Earlier this month, a top company official said ONGC would unveil an investment of around $5 billion by the end of March to develop the asset, with a view to tapping higher gas prices.
The move comes close on the heels of a government decision in early March that allowed producers to claim a higher price for gas extracted from hydrocarbon basins located in the deep water and ultra-deep water areas of India, where development costs can be significantly higher.
The investment also clears the air over two major issues that the company has faced for more than a decade – failing to increase production from its ageing fields and dragging its feet on development of the offshore asset which it acquired in 2005 under a swap agreement with UK’s Cairn Energy Plc.

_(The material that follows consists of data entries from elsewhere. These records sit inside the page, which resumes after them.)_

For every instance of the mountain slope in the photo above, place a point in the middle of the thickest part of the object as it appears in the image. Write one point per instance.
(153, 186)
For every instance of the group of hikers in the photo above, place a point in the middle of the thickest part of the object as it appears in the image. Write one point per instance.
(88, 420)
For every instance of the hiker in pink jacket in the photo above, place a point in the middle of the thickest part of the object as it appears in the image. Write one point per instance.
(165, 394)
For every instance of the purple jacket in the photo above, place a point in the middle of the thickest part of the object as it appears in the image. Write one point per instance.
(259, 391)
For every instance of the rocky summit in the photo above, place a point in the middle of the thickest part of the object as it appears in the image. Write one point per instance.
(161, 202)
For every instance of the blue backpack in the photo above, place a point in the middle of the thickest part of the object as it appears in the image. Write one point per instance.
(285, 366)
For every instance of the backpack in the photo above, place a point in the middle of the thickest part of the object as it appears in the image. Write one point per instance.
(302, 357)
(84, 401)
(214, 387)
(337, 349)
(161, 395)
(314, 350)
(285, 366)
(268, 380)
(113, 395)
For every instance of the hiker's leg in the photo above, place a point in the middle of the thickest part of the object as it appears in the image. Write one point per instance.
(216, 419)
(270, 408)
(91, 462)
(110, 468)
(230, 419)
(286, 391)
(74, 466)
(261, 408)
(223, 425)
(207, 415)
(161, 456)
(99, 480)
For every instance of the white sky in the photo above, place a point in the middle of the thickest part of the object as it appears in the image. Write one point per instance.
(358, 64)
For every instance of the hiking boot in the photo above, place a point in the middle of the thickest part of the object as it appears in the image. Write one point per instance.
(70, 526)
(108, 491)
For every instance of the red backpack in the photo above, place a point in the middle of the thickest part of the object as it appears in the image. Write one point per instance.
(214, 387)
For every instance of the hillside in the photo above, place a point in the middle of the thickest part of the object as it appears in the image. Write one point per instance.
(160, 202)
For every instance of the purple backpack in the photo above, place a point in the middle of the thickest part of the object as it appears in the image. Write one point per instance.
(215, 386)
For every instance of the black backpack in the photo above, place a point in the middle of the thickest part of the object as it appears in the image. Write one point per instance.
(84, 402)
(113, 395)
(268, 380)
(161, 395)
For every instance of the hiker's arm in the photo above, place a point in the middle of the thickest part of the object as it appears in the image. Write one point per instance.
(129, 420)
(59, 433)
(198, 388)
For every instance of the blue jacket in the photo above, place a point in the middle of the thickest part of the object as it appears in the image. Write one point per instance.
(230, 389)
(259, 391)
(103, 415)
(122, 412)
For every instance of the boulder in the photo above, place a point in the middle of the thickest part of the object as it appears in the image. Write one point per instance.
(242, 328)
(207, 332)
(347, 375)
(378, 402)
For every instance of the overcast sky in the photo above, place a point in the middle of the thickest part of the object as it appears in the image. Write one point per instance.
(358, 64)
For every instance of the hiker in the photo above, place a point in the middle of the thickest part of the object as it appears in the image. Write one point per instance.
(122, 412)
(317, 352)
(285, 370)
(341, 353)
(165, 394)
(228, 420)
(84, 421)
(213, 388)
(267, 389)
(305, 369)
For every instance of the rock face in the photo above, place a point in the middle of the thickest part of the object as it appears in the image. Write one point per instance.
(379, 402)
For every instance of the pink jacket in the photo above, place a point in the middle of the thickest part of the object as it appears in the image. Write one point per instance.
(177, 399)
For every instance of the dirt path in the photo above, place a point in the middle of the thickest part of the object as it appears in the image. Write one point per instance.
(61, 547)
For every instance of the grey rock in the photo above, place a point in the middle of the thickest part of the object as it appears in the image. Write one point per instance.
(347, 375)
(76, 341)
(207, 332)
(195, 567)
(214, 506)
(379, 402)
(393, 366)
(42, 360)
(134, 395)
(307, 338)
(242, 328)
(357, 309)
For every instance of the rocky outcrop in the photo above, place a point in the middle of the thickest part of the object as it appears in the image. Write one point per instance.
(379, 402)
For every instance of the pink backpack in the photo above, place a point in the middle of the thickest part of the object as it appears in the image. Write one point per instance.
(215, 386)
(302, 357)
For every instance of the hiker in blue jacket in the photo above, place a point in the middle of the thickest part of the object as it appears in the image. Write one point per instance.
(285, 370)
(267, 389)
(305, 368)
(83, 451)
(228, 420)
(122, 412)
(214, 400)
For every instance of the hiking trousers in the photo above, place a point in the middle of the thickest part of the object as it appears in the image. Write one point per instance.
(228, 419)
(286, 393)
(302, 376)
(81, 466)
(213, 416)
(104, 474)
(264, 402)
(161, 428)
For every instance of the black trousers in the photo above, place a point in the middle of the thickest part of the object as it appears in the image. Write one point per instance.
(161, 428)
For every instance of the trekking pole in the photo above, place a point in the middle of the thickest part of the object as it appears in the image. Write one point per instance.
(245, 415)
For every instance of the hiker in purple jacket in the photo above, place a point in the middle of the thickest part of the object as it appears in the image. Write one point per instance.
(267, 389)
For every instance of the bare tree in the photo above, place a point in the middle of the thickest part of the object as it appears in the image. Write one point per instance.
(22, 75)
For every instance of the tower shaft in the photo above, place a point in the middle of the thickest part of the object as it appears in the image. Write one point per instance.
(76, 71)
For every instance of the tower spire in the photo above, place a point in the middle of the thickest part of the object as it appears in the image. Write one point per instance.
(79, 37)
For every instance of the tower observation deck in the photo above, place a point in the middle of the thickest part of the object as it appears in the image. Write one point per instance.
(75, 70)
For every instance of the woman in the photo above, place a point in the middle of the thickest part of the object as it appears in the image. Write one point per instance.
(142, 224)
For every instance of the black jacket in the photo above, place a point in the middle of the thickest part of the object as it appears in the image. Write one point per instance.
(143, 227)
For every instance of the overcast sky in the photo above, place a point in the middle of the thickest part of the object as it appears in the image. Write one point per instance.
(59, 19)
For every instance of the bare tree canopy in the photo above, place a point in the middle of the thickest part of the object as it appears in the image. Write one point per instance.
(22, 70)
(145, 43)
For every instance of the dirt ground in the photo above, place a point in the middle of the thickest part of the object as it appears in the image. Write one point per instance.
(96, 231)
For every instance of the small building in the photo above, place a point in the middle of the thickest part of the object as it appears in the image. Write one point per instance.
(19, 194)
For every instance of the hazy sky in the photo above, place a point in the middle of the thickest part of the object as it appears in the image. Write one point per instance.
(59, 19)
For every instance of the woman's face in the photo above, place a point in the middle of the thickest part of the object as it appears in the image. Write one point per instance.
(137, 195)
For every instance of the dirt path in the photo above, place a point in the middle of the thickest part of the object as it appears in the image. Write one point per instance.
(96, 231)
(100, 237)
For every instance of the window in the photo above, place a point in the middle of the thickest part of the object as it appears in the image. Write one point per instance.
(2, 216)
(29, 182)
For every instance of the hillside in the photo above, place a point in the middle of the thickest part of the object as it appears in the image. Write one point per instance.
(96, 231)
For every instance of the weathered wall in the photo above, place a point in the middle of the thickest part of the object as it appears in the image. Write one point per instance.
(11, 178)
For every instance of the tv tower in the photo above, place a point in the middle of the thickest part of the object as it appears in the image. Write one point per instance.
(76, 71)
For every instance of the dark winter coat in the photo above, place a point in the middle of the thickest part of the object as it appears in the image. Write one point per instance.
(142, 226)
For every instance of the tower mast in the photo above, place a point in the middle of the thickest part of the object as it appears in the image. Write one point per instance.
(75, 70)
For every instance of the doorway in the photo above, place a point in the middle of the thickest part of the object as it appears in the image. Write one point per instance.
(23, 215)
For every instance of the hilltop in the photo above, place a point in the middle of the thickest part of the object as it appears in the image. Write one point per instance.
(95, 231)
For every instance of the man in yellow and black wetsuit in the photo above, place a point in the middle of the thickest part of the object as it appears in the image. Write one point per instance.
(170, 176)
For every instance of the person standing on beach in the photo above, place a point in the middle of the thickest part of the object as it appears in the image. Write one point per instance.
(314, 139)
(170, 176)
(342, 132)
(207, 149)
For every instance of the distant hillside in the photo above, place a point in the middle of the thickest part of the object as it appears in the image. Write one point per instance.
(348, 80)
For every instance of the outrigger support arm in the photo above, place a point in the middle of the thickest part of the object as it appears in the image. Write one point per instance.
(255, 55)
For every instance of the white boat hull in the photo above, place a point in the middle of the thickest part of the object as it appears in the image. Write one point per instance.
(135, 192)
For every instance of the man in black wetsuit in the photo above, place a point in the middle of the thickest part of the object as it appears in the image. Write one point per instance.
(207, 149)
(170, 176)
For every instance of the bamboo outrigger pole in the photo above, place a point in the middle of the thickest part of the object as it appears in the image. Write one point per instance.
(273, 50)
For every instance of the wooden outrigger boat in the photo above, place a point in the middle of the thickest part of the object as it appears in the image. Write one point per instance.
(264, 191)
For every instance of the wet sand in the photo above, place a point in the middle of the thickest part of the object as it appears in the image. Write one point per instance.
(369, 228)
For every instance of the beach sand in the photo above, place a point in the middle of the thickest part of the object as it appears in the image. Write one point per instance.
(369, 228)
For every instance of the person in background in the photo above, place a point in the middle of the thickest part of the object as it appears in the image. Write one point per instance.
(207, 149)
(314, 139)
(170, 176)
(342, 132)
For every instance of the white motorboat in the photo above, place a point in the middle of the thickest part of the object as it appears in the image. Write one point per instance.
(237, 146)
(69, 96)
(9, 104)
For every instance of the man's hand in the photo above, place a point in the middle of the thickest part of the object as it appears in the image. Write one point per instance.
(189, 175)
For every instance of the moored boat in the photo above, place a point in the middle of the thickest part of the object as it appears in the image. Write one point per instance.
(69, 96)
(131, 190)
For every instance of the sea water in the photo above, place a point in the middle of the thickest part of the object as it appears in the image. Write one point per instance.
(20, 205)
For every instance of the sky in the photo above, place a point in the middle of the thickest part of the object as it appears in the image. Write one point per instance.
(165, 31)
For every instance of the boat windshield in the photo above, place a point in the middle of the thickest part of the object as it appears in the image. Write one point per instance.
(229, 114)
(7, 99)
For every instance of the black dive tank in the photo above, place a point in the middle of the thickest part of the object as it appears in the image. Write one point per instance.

The board of India’s biggest oil and gas explorer approved the much-delayed investment plan into the fields, called cluster 2, which is expected to net peak production of 77,000 barrels per day (bpd) of crude oil and 16.29 million metric standard cubic metres per day (mmscmd) of gas by fiscal 2021-22, said the company’s Chairman and Managing Director, D K Sarraf.
“This is the biggest ever financial decision taken by ONGC in its history,” Sarraf said.
Natural gas production from the field is expected to start from June 2019, while crude oil production will start from March 2020, he said, adding the plateau production at peak rates will continue for about 5-6 years.
The increased production will help hike the company’s profit after tax by $585 million by fiscal 2021, ONGC’s Director – Finance, A K Srinivasan, said during a media briefing.
The investment can potentially boost the company’s crude oil output by 15 percent and natural gas output by about a quarter in the next 4-5 years, as per its production figures as on end-March 2015.
The higher output will make it among the top producing fields in the country, after its Mumbai High field located in the Arabian Sea which produces 210,000 bpd of crude oil, and the Bassein natural gas field, also located in the Arabian sea, which produces 25 mmscmd of natural gas.